Ryan Roberts <ryan.roberts@xxxxxxx> · Thu, 20 Mar 2025 12:13:26 +0000

On 19/03/2025 20:38, Dave Chinner wrote:
> On Wed, Mar 19, 2025 at 11:16:16AM -0700, Yang Shi wrote:
>> On Wed, Mar 19, 2025 at 8:39 AM Ryan Roberts <ryan.roberts@xxxxxxx> wrote:
>>>
>>> Hi All,
>>>
>>> I know this is very last minute, but I was hoping that it might be possible to
>>> squeeze in a session to discuss the following?
> 
> I'm not going to be at LSFMM, so I'd prefer this sort of thing get
> discussed on the dev lists...

I'd be happy to do it that way. Except it was you that raised the objections to
the original patch, then didn't engage with my responses [1]. So I was trying to
force the issue :)

[1] https://lore.kernel.org/all/bdde4008-60db-4717-a6b5-53d77ab76bdb@xxxxxxx/

> 
>>> Summary/Background:
>>>
>>> On arm64, physically contiguous and naturally aligned regions can take advantage
>>> of contpte mappings (e.g. 64 KB) to reduce iTLB pressure. However, for file
>>> regions containing text, current readahead behaviour often yields small,
>>> misaligned folios, preventing this optimization. This proposal introduces a
>>> special-case path for executable mappings, performing synchronous reads of an
>>> architecture-chosen size into large folios (64 KB on arm64). Early performance
>>> tests on real-world workloads (e.g. nginx, redis, kernel compilation) show ~2-9%
>>> gains.
>>
>> AFAIK, MySQL is quite sensitive to iTLB pressure. It should be worth
>> adding to the tests.
>>
>>>
>>> I’ve previously posted attempts to enable this performance improvement ([1],
>>> [2]), but there were objections and conversation fizzled out. Now that I have
>>> more compelling performance data, I’m hoping there is now stronger
>>> justification, and we can find a path forwards.
>>>
>>> What I’d Like to Cover:
>>>
>>>  - Describe how text memory should ideally be mapped and why it benefits
>>>    performance.
> 
> I think the main people involved already understand this...
> 
>>>  - Brief review of performance data.
> 
> You don't need to convince me - there's 3 decades of evidence
> proving that larger, fewer page table mappings for executables
> results in better performance.

Sure, I was just trying to set the scene; I think it's worth 1 slide...

> 
>>>  - Discuss options for the best way to encourage text into large folios:
>>>      - Let the architecture request a preferred size
>>>      - Extend VMA attributes to include preferred THP size hint
>>>      - Provide a sysfs knob
>>>      - Plug into the “mapping min folio order” infrastructure
>>>      - Other approaches?
> 
> Implement generic large folio/sequential PTE mapping optimisations
> for each platform, then control it by letting the filesystem decide
> what the desired mapping order and alignment should be for any given
> inode mapping tree.

I don't really understand what this has to do with the filesystem? The
filesystem provides a hard floor for the *permitted* folio size (to satisfy
BS>PS constraints). But it's the readahead that decides the actual folio sizes,
subject to meeting that constraint.

An ELF has multiple sections so setting a particular minimum folio size for the
file doesn't seem appropriate. And additionally for my use case, there is no
hard requirement for a minumum folio size; it's just a preference. We can safely
fall back to the file's minimum folio size if allocation of the preferred folio
size fails or if it would run off the end of the file, etc.

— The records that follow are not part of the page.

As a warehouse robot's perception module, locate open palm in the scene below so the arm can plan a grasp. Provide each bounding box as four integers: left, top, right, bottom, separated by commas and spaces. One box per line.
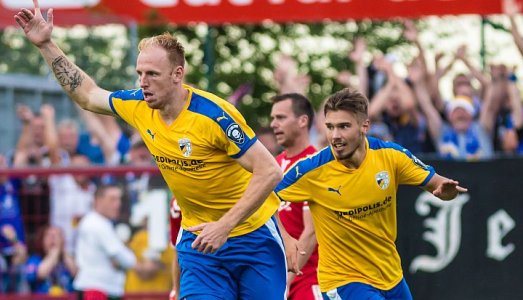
14, 0, 53, 47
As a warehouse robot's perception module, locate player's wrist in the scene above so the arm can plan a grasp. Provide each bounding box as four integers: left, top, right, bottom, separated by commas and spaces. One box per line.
169, 288, 177, 300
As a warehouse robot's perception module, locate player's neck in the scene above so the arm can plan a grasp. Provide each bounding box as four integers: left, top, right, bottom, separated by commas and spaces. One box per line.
340, 140, 367, 169
285, 134, 310, 158
160, 88, 189, 126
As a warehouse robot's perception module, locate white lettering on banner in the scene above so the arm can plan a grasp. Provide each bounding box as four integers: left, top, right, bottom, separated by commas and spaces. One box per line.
409, 192, 470, 273
0, 0, 100, 10
486, 209, 516, 261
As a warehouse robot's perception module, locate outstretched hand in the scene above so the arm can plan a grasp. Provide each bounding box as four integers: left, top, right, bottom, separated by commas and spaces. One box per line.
432, 179, 468, 200
14, 0, 53, 47
187, 222, 230, 254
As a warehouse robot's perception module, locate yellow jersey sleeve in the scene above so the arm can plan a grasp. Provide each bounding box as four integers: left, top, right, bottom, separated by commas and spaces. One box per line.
109, 89, 146, 128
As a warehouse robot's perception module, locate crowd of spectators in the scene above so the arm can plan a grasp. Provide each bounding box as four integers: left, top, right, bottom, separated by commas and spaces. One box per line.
0, 7, 523, 295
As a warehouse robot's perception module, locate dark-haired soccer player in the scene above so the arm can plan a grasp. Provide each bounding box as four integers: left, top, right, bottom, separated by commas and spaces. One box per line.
271, 93, 321, 300
276, 89, 467, 300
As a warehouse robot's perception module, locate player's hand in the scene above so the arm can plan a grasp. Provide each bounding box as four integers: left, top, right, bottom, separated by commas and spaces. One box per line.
187, 222, 230, 254
432, 179, 468, 200
14, 0, 53, 47
283, 236, 305, 275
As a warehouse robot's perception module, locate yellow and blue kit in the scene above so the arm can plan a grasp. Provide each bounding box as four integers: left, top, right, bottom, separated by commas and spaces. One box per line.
276, 137, 435, 292
109, 85, 286, 299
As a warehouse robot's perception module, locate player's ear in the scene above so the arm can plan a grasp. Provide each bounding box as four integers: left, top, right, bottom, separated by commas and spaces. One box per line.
298, 115, 309, 127
171, 66, 185, 83
361, 119, 370, 134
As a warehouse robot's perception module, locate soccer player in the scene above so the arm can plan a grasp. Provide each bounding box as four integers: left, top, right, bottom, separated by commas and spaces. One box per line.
271, 93, 322, 300
15, 0, 298, 300
276, 89, 467, 300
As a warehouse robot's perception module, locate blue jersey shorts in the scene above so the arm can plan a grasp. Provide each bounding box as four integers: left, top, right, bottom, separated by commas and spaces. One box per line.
322, 278, 412, 300
176, 217, 287, 300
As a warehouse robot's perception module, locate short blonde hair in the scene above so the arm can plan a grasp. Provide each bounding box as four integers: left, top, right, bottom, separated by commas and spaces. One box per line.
138, 32, 185, 67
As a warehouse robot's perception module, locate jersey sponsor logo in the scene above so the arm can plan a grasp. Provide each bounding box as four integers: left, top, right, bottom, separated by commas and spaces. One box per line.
178, 138, 192, 157
375, 171, 390, 190
226, 123, 245, 145
147, 129, 156, 142
295, 166, 303, 178
216, 112, 229, 122
327, 185, 341, 196
334, 196, 392, 221
169, 199, 182, 219
153, 155, 206, 172
278, 201, 292, 211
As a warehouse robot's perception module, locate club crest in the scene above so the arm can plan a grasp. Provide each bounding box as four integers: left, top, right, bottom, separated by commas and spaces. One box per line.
178, 138, 192, 157
375, 171, 390, 190
226, 123, 245, 145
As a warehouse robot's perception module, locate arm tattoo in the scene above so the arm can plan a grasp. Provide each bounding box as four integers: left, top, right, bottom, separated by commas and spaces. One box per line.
51, 56, 84, 92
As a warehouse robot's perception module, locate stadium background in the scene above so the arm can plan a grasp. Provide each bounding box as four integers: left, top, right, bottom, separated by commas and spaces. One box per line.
0, 0, 523, 299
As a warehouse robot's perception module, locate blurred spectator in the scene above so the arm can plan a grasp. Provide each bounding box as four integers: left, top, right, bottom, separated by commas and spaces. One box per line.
336, 37, 369, 96
25, 226, 77, 296
409, 58, 494, 160
125, 220, 173, 293
369, 56, 427, 154
77, 106, 131, 165
73, 185, 136, 299
10, 105, 50, 250
403, 19, 450, 112
41, 104, 96, 255
256, 127, 281, 155
0, 155, 28, 293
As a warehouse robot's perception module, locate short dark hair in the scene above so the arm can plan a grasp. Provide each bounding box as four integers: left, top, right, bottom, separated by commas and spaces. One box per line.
324, 88, 369, 121
271, 93, 314, 130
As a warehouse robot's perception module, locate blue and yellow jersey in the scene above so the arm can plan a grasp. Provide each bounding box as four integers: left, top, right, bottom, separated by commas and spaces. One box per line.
109, 85, 280, 236
276, 137, 434, 292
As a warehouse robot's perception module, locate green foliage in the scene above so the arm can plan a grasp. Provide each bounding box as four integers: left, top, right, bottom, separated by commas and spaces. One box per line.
0, 20, 405, 128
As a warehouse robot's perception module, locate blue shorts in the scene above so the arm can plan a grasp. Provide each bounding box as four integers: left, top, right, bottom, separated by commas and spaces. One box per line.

I suspect I've misunderstood your proposal, because the way I've interpretted
it, it makes no sense to me...

> 
>> Did you try LBS? You can have 64K block size with LBS, it should
>> create large folios for page cache so text should get large folios
>> automatically (IIRC arm64 linker script has 64K alignment by default).
> 
> We really don't want people using 64kB block size filesystems for
> root filesystems - there are plenty of downsides to using huge block
> sizes for filesytems that generally hold many tiny files.
> 
> However, I agree with the general principle that the fs should be
> directing the inode mapping tree folio order behaviour.  i.e. the
> filesystem already sets both the floor and the desired behaviour for
> folio instantiation for any given inode mapping tree.
> 
> It also needs to be able to instantiate large folios -before- the
> executable is mapped into VMAs via mmap() because files can be read
> into cache before they are run (e.g. boot time readahead hacks).
> i.e. a mmap() time directive is too late to apply to the inode
> mapping tree to guarantee optimal layout for PTE optimisation. It
> also may not be possible to apply mmap() time directives due to
> other filesystem constraints, so mmap() time directives may well end
> up being unpredictable and unreliable....

Agreed on this issue. A common manifestation of this issue is when user space
read()s the ELF header to figure out how to mmap it. The read() causes readahead
of multiple pages which end up in the page cache as (commonly) 16K folios, which
often overlap into the text section, so after the text section gets mmaped, the
folios already in the page cache will be faulted into the process as is.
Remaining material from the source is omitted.